The reason is complexity. At the same time that enterprises have become increasingly sophisticated, they’ve become increasingly intricate. There are usually myriad technical systems deployed across the business, but they often don’t integrate well. This leads to siloed data and to insights that aren’t that insightful. Different functions prioritize different information, which creates isolated viewpoints into the state of an organization. Soon, everyone has different answers to “the what and the why” questions.
Analytics to the rescue. Business intelligence (BI) platforms are supposed to bring halcyon days of understanding for every enterprise, deliver significant competitive advantages, and drive key decision-making. They are meant to offer a single source of truth for every business leader, no matter the function. But the reality is somewhat different. A recent survey found that although 84% of organizations have deployed advanced analytics capabilities, fewer than 60% have experienced success or real results from the investment. Many are struggling to find sustained value.
Let’s examine why this is and what can be done to fix it.
Often, the people who select the BI platform aren’t the people using it. For example, if business users were charged with selecting an analytics platform, they would likely draw up a different set of priorities than if IT were making the selection. While everyone’s intentions are good, without taking the time to understand the needs of each function, a natural disconnect occurs when implementation rolls around. There also might be a data and IT skills gap, which can lead organizations astray, making it difficult to pick an analytics tool that works for all skill levels and all business problems.
Taking the time to know your users — every single role and group who will use the platform — is critical to making the best selection. Different parts of the organization might resist this. IT will likely be charged with implementing the platform, and involving other groups in the assessment and evaluation may seem to them needlessly time-consuming.
But the downside can be debilitating.

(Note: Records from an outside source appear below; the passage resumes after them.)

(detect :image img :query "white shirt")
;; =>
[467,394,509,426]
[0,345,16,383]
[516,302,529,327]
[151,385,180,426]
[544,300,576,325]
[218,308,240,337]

After a significant investment in resources, nothing is worse than hearing back from business leads that they’re not getting what they need, and it’s hampering their performance. Companies that take the time to involve every part of the business with a user-first approach will reap huge benefits. They make sure every group is invested and knows how to make the most of a BI platform.
Once you align the needs of business users and IT, the next step is to do a rigorous analysis of how each BI platform defines “end-to-end.” Many analytics platforms purport to be comprehensive, but after some digging, some capabilities seem whiz-bang, but others are lacking.
Take data visualization. While gorgeous graphs and pictures are engaging, they’re only as useful as the data they represent. They may just be serving you data you already know about in a slightly more dressed-up way. Make sure you don’t just assess a BI platform on how good its interface or visualizations are, but how much analytical depth it offers.
Some platforms aim to simplify everything so much that they end up not being able to answer complex business questions. You’re left trying to understand what actions to take, without having any meaningful analysis to rely on. On the other side of the spectrum, there are platforms that are too complicated for most people to actually use. Sure, your data scientists take to it, but everyone else gives up. Testing a platform with all of your users is critical before deployment.
Because so much depends on a robust, comprehensive BI platform, you need to make sure the data you’re relying on is also robust and comprehensive. Governance capabilities are a critical component of any platform: you need to be able to manage data from a centrally administered repository so that analysis can be reproducible and defensible. It’s essential to be able to trace the origins of the data easily, as well as the techniques used to examine it, and know who prepared the analysis.
Seeking a happy medium, so you deliver the depth of understanding both business users and IT require, will set your company up for success. Each function has big “what and why” questions to ask, and your analytics platform should not just be able to answer them, but answer the next one, and the one after that.
By taking into account users from across the spectrum of your organization, and rigorously examining analytics platforms to find one to match all of their needs, you can deploy a solution that doesn’t just make each group happy, but drives your business forward. Bridging this gap can be daunting, but the payoff is worth it.